My father was, and has been, absent from my life. I have fleeting memories of good times, and I shudder at thoughts of the rough times.
My father and I never bonded. He was a military man who was always gone. For a while, he was stationed in West Germany. As a kid, I found two photos of him, and in both, he wore those classic green combat fatigues. In one photo, he stood in the woods, stoic but young, a helmet on his head. In the other, he guarded the East-West Germany border, the Deutschland colors striped on a pole next to my father's folded arms.
Speaking of his arms, there was a U.S. Marine globe tattooed in green on his left forearm. All these years later, and I still remember watching the tattoo ripple on his forearm while he tightened his bootlaces.
I don't want to make my father sound like a hero. My parents' marriage ended about 10 years after I came along. With my father out of the house, our domestic turmoil was much more tolerable. Lost in the storm was a chance to mend and bond anew. Our estrangement makes sense. I am at peace about it.
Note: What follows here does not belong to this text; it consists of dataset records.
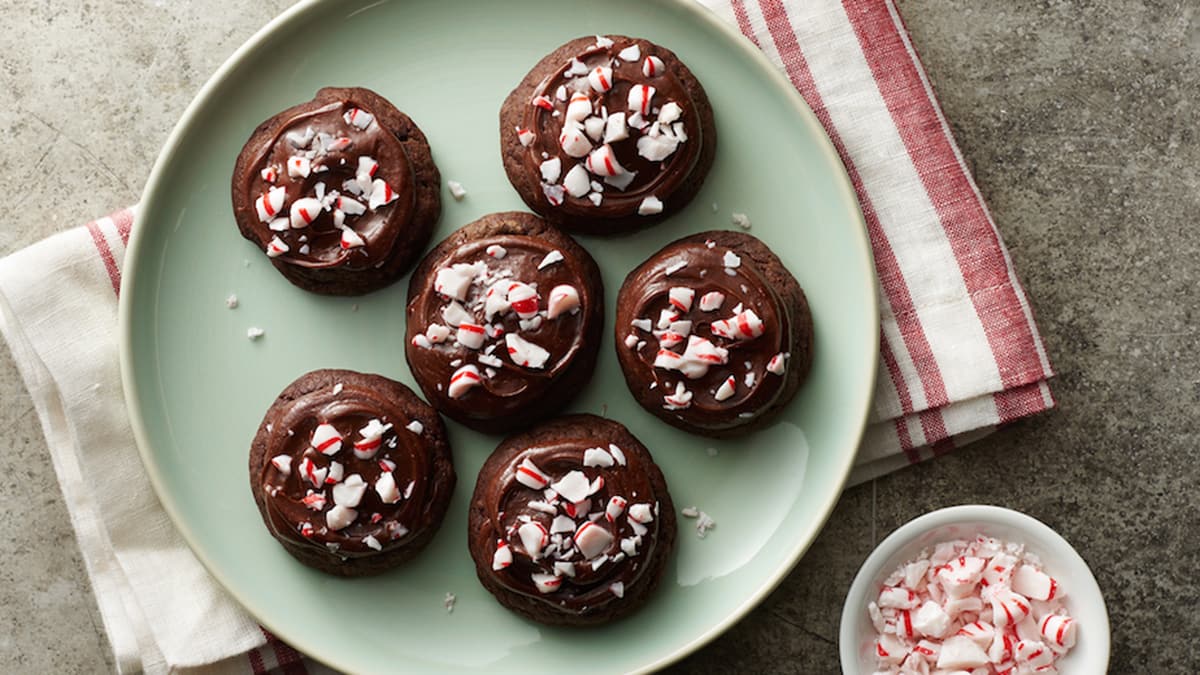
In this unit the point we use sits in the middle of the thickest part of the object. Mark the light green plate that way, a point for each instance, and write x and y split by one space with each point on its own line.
197 387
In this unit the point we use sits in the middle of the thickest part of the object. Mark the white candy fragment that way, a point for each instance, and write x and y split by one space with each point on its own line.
961 652
551 169
327 440
525 353
552 257
455 280
649 205
600 78
471 335
603 161
381 193
597 457
546 583
270 203
533 538
299 166
503 556
574 487
592 539
385 487
340 517
574 142
462 381
282 464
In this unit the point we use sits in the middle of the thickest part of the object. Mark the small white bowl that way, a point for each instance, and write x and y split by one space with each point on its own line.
1060 560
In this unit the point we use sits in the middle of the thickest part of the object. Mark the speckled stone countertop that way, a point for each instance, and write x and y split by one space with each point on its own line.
1080 123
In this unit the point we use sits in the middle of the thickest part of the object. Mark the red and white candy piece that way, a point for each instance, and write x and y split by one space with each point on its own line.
960 653
546 583
299 167
381 193
1059 631
385 487
523 299
471 335
503 555
1035 584
600 78
352 239
574 487
462 381
282 464
641 97
592 539
726 389
563 299
340 517
597 457
327 440
742 326
574 142
1033 655
304 211
367 168
370 438
603 161
615 508
358 118
1008 608
533 538
270 203
315 501
525 353
652 66
528 475
351 491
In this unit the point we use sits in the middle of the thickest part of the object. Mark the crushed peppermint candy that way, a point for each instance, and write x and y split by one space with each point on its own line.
979 605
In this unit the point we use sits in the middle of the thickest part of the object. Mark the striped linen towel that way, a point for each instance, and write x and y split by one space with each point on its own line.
960 351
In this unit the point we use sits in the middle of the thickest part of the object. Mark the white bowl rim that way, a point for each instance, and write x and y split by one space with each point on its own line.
855 605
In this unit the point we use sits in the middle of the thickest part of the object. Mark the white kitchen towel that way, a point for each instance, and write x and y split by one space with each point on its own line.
960 351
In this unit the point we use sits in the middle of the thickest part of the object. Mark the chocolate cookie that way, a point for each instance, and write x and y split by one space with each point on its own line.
571 523
713 333
504 321
351 472
607 135
341 192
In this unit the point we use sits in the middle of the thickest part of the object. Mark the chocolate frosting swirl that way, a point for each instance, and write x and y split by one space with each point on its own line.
653 178
349 408
334 167
507 503
646 296
505 389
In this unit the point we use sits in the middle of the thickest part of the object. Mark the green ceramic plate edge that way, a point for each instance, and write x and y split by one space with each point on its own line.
138 251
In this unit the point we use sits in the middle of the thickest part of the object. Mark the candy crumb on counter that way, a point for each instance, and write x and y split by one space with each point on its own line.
985 607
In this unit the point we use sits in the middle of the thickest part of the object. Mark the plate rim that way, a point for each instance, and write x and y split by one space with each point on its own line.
135 252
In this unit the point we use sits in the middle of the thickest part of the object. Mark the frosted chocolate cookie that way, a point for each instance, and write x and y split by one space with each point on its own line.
504 321
571 523
713 333
340 192
607 135
352 472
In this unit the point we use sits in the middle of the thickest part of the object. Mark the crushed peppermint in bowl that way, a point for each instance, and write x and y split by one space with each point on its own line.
976 590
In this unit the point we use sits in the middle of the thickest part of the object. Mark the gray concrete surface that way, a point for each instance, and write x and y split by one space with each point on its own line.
1080 121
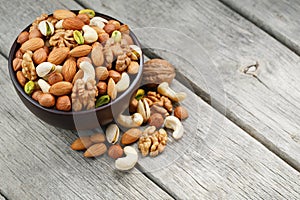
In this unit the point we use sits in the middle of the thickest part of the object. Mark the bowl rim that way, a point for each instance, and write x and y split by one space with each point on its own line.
20 89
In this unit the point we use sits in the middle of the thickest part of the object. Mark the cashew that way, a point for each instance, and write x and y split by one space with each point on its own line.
44 69
175 124
90 35
98 21
45 87
144 109
128 162
131 121
88 70
123 83
165 90
112 133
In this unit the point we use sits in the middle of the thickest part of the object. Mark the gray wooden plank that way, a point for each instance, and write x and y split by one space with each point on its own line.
37 162
279 18
266 106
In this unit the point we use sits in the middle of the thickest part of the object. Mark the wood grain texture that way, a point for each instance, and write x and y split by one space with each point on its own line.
266 106
37 162
280 19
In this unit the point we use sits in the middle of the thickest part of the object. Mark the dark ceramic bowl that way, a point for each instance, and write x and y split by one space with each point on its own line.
83 119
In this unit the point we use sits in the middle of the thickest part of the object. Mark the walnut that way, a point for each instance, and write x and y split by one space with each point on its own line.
37 21
157 71
154 98
153 142
28 68
120 51
83 95
63 38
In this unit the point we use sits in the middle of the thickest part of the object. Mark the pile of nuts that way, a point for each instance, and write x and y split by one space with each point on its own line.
153 111
71 61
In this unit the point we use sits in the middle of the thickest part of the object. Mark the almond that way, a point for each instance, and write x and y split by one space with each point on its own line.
81 143
95 150
63 103
98 138
39 56
69 69
63 14
58 55
61 88
73 23
115 151
55 78
80 51
131 136
32 44
46 100
97 54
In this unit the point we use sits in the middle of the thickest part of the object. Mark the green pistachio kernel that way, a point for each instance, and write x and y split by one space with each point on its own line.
139 94
117 36
105 99
89 12
78 37
29 87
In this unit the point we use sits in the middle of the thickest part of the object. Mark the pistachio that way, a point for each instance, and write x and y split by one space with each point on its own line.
89 12
46 28
139 94
45 87
98 21
29 87
45 68
90 35
117 36
123 83
136 51
112 133
78 37
105 99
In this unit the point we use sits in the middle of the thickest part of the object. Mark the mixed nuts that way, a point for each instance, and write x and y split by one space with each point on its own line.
152 114
75 61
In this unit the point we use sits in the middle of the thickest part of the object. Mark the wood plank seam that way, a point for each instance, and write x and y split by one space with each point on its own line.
230 115
266 28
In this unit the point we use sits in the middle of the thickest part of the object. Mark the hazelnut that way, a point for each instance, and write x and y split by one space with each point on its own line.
115 151
23 37
63 103
101 73
81 59
116 23
109 28
19 54
21 78
39 56
116 76
17 64
36 95
85 18
102 87
181 113
46 100
103 37
55 77
156 120
35 33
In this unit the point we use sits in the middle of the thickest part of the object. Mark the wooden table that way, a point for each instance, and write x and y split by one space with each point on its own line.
246 144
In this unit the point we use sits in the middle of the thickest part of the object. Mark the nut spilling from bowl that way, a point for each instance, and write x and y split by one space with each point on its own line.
79 60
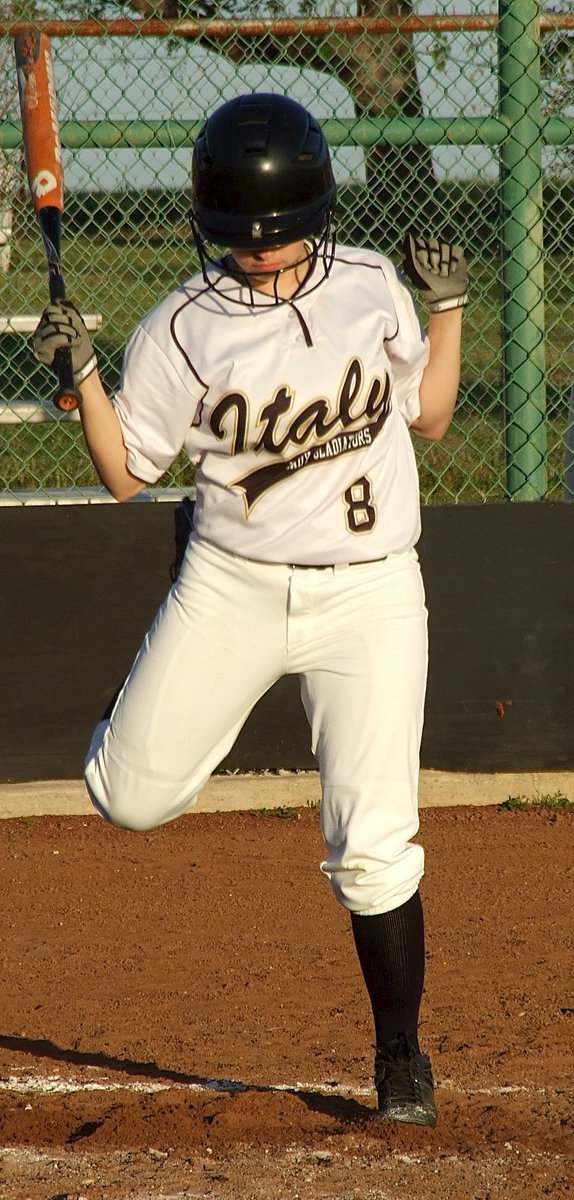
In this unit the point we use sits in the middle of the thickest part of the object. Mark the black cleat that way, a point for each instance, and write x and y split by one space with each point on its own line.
405 1085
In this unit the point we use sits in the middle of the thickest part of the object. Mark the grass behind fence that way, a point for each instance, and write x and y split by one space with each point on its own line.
124 277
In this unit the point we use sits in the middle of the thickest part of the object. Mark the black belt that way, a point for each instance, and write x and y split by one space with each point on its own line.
328 567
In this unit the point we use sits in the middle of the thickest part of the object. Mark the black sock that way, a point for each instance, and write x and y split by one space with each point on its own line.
392 955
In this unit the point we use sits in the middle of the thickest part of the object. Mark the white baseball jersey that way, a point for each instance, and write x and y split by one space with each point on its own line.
296 414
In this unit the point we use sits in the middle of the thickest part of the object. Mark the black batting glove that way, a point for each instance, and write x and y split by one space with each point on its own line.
61 325
437 269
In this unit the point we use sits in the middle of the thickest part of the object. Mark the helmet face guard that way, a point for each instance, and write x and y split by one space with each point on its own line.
261 174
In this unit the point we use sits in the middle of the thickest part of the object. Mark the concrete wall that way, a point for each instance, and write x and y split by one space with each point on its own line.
81 586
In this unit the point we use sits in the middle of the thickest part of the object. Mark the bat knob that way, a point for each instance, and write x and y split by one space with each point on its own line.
66 401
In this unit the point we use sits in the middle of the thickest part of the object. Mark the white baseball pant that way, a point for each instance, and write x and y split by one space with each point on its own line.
228 629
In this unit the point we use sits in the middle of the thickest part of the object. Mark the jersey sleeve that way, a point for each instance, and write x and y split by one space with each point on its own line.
408 349
155 405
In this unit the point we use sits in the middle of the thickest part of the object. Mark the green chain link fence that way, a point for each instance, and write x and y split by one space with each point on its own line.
460 123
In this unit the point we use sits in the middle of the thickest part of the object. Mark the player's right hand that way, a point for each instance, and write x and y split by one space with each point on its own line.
61 325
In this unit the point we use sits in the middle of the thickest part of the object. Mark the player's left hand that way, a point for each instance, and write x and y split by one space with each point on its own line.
437 269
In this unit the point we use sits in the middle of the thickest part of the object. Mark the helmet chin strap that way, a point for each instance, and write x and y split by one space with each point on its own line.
245 277
323 246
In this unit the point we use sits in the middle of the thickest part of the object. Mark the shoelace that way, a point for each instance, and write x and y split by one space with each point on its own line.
405 1080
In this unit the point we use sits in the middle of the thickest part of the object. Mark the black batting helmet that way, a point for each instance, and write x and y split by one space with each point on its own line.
261 174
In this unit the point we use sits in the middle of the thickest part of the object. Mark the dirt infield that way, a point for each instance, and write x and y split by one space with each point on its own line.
183 1015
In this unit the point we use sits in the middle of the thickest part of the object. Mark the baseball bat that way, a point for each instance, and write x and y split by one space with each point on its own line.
42 153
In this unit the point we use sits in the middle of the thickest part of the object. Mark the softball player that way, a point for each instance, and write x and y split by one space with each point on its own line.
293 372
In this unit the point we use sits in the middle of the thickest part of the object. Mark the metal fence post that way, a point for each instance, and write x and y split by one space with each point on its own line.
522 267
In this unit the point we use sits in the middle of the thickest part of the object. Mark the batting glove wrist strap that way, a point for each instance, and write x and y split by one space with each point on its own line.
453 303
61 325
79 376
437 269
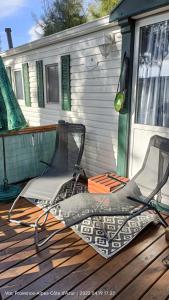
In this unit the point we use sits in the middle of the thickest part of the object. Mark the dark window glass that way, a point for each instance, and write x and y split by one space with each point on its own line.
18 84
52 83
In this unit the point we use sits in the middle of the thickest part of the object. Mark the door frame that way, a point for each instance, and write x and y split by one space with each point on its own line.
141 23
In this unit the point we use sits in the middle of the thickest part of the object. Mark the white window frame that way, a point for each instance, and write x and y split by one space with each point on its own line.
134 126
14 83
46 62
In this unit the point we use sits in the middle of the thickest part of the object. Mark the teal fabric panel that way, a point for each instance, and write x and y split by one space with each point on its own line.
40 83
23 155
26 83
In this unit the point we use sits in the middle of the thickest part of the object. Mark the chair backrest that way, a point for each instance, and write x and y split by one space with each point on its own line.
69 146
155 169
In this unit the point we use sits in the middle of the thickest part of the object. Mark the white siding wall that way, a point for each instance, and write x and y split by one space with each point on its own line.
93 91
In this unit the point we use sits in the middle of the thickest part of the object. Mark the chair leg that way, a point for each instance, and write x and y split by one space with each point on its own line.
76 181
20 222
43 242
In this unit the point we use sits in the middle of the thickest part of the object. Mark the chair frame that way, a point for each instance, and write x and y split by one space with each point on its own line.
146 205
78 171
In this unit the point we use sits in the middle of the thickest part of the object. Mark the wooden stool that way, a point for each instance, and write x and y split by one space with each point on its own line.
106 183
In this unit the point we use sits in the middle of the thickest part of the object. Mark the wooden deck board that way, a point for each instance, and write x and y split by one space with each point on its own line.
68 264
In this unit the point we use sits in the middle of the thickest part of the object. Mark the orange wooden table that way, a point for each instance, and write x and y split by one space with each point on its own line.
104 184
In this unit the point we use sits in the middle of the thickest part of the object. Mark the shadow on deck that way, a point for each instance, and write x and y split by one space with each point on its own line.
69 268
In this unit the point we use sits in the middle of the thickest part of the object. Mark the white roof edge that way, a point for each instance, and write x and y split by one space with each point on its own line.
73 32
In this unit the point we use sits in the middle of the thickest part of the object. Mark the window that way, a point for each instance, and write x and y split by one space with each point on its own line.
153 76
52 83
18 84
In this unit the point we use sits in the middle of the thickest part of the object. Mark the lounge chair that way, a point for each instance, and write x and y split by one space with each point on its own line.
137 196
63 168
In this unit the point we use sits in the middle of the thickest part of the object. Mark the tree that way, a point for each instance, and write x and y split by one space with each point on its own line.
62 14
101 8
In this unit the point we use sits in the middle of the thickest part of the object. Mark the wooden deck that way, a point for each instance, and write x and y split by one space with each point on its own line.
71 269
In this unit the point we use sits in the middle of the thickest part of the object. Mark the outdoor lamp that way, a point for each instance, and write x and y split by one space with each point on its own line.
105 44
About 10 years ago, I contacted him after an eight-year silence. I had last seen him at my high school graduation. We met in the gym after everyone had tossed their caps and left to party. I paid a speeding ticket with the money he gave me. Eventually, in my mid-twenties, I wanted to know more about the past. I had questions about the man who contributed half my DNA.
For a while, I felt relief and clarity - it felt like finding a flashlight in a dark room. I finally saw both sides of the story of my parents' marriage.
And for those readers whose parents stayed married, please know that the children of divorce wanted what you had. I specifically remember a short-lived fling my mother had with an Italian guy who was struggling in his own marriage. Euphoric over the sight of them holding hands on a post-dinner walk, my sister and I bought them cards about love and weddings - or maybe it was for Valentine's Day? Doesn't matter now. For a few months, we learned what a healthy a family unit felt like. Everyone was safe, and everyone belonged.
When my first son was born in 2006, I called and shared the news with my father. We even visited his trailer for a few hours during a winter visit a few months later. He gave us a bottle of Knob Creek, wrapped with a bow.
In those first months of parenthood, the volume of life was cranked to 11. During that time, I wondered how my father could have been so absent when I was head over heels in love with my child, my wife and my life. It's one thing to get married, but when you reproduce, you create a family. That child feels like your own flesh and blood. The child is the part of you that lives on.
I closed the door on my father, not out of hatred, but for the sake of closure. Nothing unpleasant took place, and I harbor no hatred. As a wise man said, the opposite of love isn't hatred - it's indifference. I decided that building a relationship wasn't worth the energy.
In 2014, I am a father of two boys, ages 7 and 3. All I wanted for Father's Day was to hang out with my lovely wife and our two "B's." I got to sleep in. We walked to the coffee shop for a cinnamon roll coated in silk-sweet icing. We played games at a mini-arcade and won a bunch of cheap toys that broke by day's end. We ate pho noodles for lunch and pancakes for dinner before wrapping up with the daily bedtime rituals.
At the end of this wonderful day, I am heavy-hearted and introspective, and there's not a damn thing I can do about it. Nagging at my attention is the thought of knowing my father is out there, and wondering whether he's thinking about me. Every day is Father's Day in my house. Why wasn't it the same with him?